Raji C. Steineck, University of Zurich, Switzerland

On any but an openly racist list of criteria, Japan could aspire to be one of the major loci of philosophy. In spite of this, its relevant premodern traditions have usually been subsumed under categories other than philosophy, such as „thought“, „religion“, „ethics“, or shisō. In the modern era, the term „Japanese philosophy“ was virtually ursurped by the distinctly parochialist Kyoto School, which has received most attention by Western commentators and translators. In contrast, non-parochial tetsugaku or professional academic philosophy in Japan is widely regarded as a largely sterile scholastic discourse that only regurgitates Western models, and some Japanese universities have moved to replace this unpopular discipline by other, less narrowly defined subjects.

All this is not due to the lack of originality or philosophical substance in the pertinent Japanese literature. It is, or so I shall argue, more a question of  the historical timing of contacts between Japanese and Western philosophers, and the discursive formations in place at crucial instances on the trajectory of the globalization of Western and Japanese philosophies. This leaves Japanologists with the task of understanding the mechanisms at work that seem to always place tetsugaku in awkward spots, and to correct philosophical historiographies and amend canons that exclude it.  
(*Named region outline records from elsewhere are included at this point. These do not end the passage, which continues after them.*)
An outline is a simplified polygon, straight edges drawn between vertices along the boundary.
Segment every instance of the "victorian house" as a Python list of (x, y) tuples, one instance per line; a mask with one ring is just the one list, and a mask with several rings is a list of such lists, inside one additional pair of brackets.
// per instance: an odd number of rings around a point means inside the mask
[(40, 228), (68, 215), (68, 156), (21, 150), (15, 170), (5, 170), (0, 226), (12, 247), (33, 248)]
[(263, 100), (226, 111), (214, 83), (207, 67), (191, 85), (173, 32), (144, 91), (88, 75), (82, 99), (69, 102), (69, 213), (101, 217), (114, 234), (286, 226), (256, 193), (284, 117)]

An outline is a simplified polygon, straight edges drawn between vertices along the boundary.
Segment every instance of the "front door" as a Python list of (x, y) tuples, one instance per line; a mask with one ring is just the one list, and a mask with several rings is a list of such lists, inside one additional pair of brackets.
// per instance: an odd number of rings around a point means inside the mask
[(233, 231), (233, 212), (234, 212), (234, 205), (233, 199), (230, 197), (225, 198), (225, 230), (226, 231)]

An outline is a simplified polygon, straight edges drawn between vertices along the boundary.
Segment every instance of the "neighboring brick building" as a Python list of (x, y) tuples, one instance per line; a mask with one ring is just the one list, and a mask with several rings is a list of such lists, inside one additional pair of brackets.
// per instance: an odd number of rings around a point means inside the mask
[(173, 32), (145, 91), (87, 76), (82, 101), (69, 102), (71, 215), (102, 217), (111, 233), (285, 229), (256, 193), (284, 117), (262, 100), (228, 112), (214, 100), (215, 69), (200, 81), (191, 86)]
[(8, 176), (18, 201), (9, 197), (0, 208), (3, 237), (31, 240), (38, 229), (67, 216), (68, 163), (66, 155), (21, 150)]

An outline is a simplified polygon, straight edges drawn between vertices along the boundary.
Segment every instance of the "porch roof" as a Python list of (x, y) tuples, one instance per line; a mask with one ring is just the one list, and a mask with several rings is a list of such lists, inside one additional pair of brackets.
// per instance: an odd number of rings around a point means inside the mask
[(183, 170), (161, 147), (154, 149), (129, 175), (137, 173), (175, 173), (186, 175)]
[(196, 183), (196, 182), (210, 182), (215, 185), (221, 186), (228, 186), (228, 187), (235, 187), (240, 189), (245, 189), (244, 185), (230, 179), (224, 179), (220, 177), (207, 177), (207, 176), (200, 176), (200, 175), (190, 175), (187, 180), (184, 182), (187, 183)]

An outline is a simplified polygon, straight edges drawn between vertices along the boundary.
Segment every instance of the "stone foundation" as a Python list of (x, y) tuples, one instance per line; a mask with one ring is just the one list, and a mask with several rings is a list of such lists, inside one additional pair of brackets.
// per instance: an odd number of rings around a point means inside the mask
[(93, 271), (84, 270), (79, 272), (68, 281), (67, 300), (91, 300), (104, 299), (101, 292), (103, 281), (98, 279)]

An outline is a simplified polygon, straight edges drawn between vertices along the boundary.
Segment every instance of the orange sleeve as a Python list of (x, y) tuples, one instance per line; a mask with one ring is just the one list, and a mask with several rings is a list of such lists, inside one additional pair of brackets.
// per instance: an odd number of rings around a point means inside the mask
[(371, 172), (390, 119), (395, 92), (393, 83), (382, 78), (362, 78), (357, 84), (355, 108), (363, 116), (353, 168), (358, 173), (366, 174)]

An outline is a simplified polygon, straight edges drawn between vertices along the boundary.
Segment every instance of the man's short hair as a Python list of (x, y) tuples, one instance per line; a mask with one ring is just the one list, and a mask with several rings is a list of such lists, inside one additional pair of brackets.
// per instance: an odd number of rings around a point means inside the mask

Marx and the Fate of Critical Theory in Japan

Elena Louisa Lange, University of Zurich, Switzerland

This paper seeks to draw attention to the curious, yet significant gap between the abundant and fruitful adaptation of the Marxian Critique of Political Economy and the hesitant and sporadic reception of classical Critical Theory in 20th century Japan by looking at the various responses of Japanese critical sociology to economical crisis and its theoretization. This attempt will be conducted by giving an overview of the history of critical social theory in Japan after the War (1950s-1960s) and today (ca. 1980s-2011), its shortcomings and selective reproduction of theses known as the 'canon' of Critical Theory in the West, as well as arguing that the theoretical negligence especially of the theorem of reification and fetishism – a central issue of Adorno's and Horkheimer's theoretical endeavor – led to a truncated understanding of the capitalist present in modern Japan.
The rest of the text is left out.